Um exame de fezes fossilizadas (coprólitos) do homo sapiens sapiens abala a tese de que os descobridores pré-históricos da América vieram da Ásia por um tapete gelado formado no Estreito de Behring. Elementar, como explica Guidon: “detectou-se a presença do Ancilóstomo, o verme do amarelão. Ê um parasita de clima quente. Ele não resistiria ao frio do Polo Norte. Até hoje não o encontraram na Ásia nem nos Estados Unidos. E ele existe na África e no Mediterrâneo. A tribo que chegou ao Piauí veio por um caminho quente”. Mas ela não rejeita nenhuma hipótese, e acrescenta outras: viagens por mar, através das ilhas aleutas, ou pelo Atlântico. Falta-lhe uma ossada para uma conclusão científica. O esqueleto mais antigo desenterrado na Serra da Capivara tem dez mil anos. A acidez da areia de clima tropical úmido corroeu os mortos pré-históricos.
A dama das cavernas vai logo voltar à rotina de madame em Paris. “Importante”, diz Guidon: “Este trabalho não é meu.
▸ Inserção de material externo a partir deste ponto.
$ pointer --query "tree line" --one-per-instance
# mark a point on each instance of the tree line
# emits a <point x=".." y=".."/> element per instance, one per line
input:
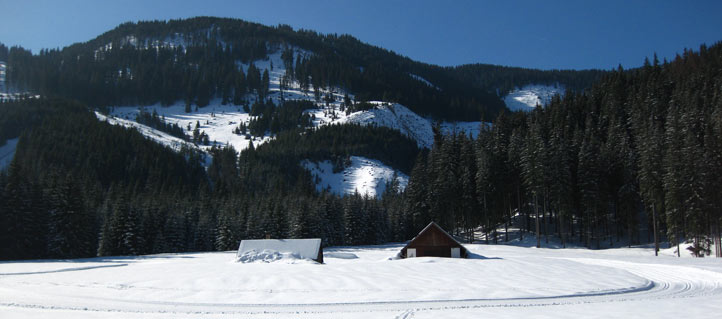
<point x="195" y="60"/>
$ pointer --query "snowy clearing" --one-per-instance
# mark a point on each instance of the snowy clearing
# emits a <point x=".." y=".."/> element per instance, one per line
<point x="368" y="282"/>
<point x="367" y="176"/>
<point x="528" y="97"/>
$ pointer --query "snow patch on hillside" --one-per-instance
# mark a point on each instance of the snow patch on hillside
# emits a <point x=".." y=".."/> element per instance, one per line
<point x="7" y="152"/>
<point x="395" y="116"/>
<point x="217" y="120"/>
<point x="362" y="175"/>
<point x="528" y="97"/>
<point x="425" y="81"/>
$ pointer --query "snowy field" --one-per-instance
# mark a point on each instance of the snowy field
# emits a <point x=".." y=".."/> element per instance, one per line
<point x="500" y="281"/>
<point x="7" y="152"/>
<point x="363" y="175"/>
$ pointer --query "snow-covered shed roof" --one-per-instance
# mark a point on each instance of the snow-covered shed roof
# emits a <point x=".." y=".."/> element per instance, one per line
<point x="302" y="248"/>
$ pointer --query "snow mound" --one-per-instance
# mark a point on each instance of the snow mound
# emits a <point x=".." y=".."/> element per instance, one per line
<point x="362" y="175"/>
<point x="425" y="81"/>
<point x="528" y="97"/>
<point x="397" y="117"/>
<point x="267" y="256"/>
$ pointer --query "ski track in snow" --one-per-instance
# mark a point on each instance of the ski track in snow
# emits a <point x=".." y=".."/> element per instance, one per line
<point x="657" y="282"/>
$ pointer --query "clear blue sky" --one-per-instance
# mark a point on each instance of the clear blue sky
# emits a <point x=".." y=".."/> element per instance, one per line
<point x="545" y="34"/>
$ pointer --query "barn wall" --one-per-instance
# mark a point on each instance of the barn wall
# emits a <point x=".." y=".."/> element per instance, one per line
<point x="433" y="243"/>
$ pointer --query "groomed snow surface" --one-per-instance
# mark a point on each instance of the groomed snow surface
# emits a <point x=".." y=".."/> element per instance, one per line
<point x="363" y="175"/>
<point x="499" y="281"/>
<point x="7" y="152"/>
<point x="528" y="97"/>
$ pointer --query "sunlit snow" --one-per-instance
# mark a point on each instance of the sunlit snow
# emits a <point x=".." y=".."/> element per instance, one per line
<point x="528" y="97"/>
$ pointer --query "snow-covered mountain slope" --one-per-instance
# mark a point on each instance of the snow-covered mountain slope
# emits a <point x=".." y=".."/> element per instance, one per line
<point x="500" y="281"/>
<point x="425" y="81"/>
<point x="7" y="152"/>
<point x="528" y="97"/>
<point x="362" y="175"/>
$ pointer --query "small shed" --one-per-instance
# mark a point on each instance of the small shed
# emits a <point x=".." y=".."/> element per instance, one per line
<point x="433" y="241"/>
<point x="303" y="248"/>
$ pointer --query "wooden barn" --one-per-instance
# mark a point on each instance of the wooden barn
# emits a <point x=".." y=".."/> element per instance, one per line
<point x="302" y="248"/>
<point x="433" y="241"/>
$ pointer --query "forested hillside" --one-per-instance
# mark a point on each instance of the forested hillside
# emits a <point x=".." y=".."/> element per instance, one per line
<point x="638" y="154"/>
<point x="634" y="157"/>
<point x="197" y="59"/>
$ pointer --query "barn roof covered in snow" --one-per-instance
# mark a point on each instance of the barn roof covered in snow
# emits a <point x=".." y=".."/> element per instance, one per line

Sozinha não o teria feito nunca. Agora chegou o momento de ir me retirando aos poucos”. Ela tem que reassumir em dezembro seu posto na Escola de Altos Estudos em Ciências Sociais. Precisa trabalhar: “Gasto o que ganho, porque o que a gente leva do mundo é o que viveu de bonito”. Para Cloet, Dachta e Mimo, os três cachorrinhos, já assegurou uma herança em dólares para que “vivam como sempre viveram”. Como antes, então, virá a São Raimundo Nonato só durante as férias, para continuar as escavações na Toca do Caldeirão do Rodrigues, iniciadas pelo arqueólogo italiano Fabio Parenti, 36 anos, autor de uma tese de doutoramento que formalizou para a comunidade científica as datações mais antigas da Serra da Capivara. Espera aterrissar num aeroporto já dentro da cidade, e não mais há 300 quilômetros, em Petrolina. Ela também quer encontrar um Parque Nacional funcionando como uma Disneylândia da pré-história. Está deixando pronto o projeto, com espetáculos de luz e som, grutas iluminadas por energia solar, hotel cinco estrelas, plataformas para mergulhos de asa-delta, cânions para escalar, anfiteatros naturais e guias formados. No antigo quartel da PM em que vive, ela começou a transferir a administração da Fundação Museu do Homem Americano (Fundham) para uma profissional contratada. E já escuta ao longe a Flauta Mágica.